The NHS has a series of gentle strength exercises that you can do with only a chair, a wall and some light weights. Suggestions include [4]:

  • Sit-to-stand
  • Mini squats
  • Calf raises
  • Sideways leg lift
  • Leg extensions
  • Wall push-ups
  • Bicep curls

Simple exercises like these are a good place to start to improve your strength and mobility.

When you’ve built up a bit of strength, you might be keen to jump in the gym for some more complex weight training. It’s a good idea to have a certified personal trainer teach you the ropes.
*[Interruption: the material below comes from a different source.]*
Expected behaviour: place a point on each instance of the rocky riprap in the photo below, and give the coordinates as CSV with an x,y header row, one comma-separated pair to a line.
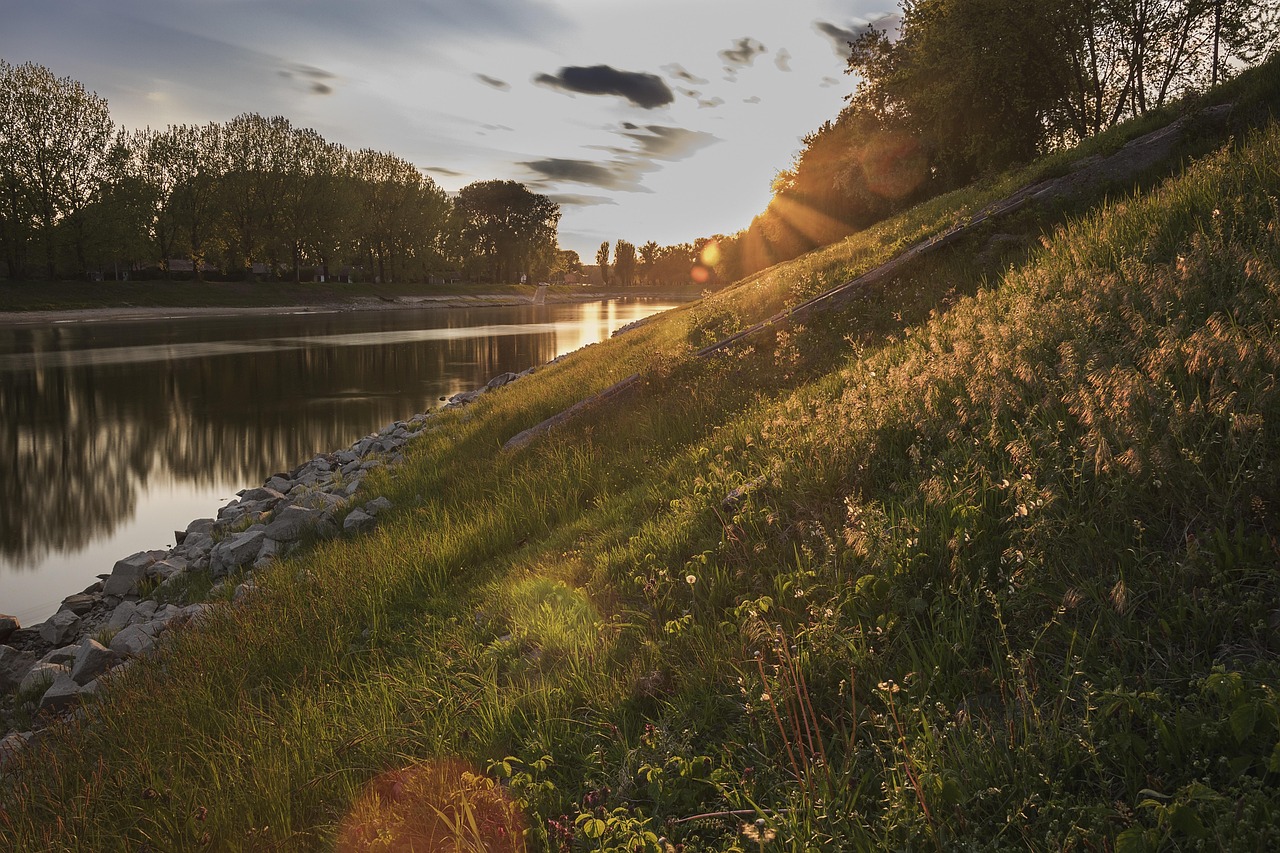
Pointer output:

They can help you develop a strength training routine that is safe and effective.

Strength exercises to try in the gym might include [5]:

  • Free weights such as dumbbells or kettlebells
  • Weight machines that help with safe technique
  • Weight lifting with a medicine ball
  • Strength training with a resistance band
  • Using your own body weight for squats, push-ups, chin-ups and similar

It’s important that you warm up your body before strength training to protect against injury. That might mean going for a short walk or doing five minutes of stretching before you start [5]. 

When to increase intensity

For a lot of beginners, there are big gains when they start weight training which fall away over time.

Hitting a plateau is common and just means it’s time to vary up your workout or increase the intensity [5].

If the exercises you usually do become easy, then it’s probably time to increase intensity. There are 3 ways to do it [5]:

  1. Increase the length of your workout by an extra 10-15 minutes
  2. Increase the weight you’re lifting by 5-10%
  3. Increase the number of reps for any exercise 

Remember, it’s all about building strength over time. You don’t need to reach for a heavy weight to start with — lighter weights work just as well [6].

Will lifting weights make you look bulky?

Some women are worried that weight training will lead to a big, muscly physique. While this has a lot to do with your body shape and genetics, it’s not something that happens by accident.

It takes planning and dedication to build muscle to the same level as athletes or bodybuilders. To build a lot of muscle mass, you need to be working out 4-6 days per week [7].

So, following the recommended schedule of only 2-3 days will not lead to massive muscle growth. 

The second criteria for big muscles is bulking up your food intake. If you’re eating at maintenance, or even in a calorie deficit to help lose weight, then you’re not likely to become extra muscular.

Most people find that strength training helps them define and tone their body, rather than become bulky.

If you’re still worried about overtraining, you can work with a personal trainer who can help decide the best exercises for your body and your goals.

Should you also do cardio?

There’s been a lot of great evidence so far that weight training can help with weight loss and improve your health. So, does that mean it’s bye-bye cardio? Not for us. 

There are 3 types of exercise and all have different purposes. For your overall health, it’s important that you do a mix of all 3. Strength training is the first type, which we’ve talked about a lot already.

Aerobic or cardio exercise is the second type, which includes any exercise that moves your large muscles — think arms and legs. Examples might be [1]: 

Most health professionals recommend 150 minutes of aerobic exercise each week which helps with better sleep, improved moods and having more energy to get through the day.

The third and final type is balance and flexibility exercises — think yoga or tai chi.

Flexibility is actually really important when you practice strength training. It keeps your muscles loose, which is good for preventing injuries [1].

Any type of stretching counts as a flexibility exercise and you should aim to do them 2 or 3 times per week. When stretching, try to hold each pose for around 30 seconds [1].

Building a weekly workout routine that includes strength, cardio and flexibility is going to help both with weight loss and improving your overall health.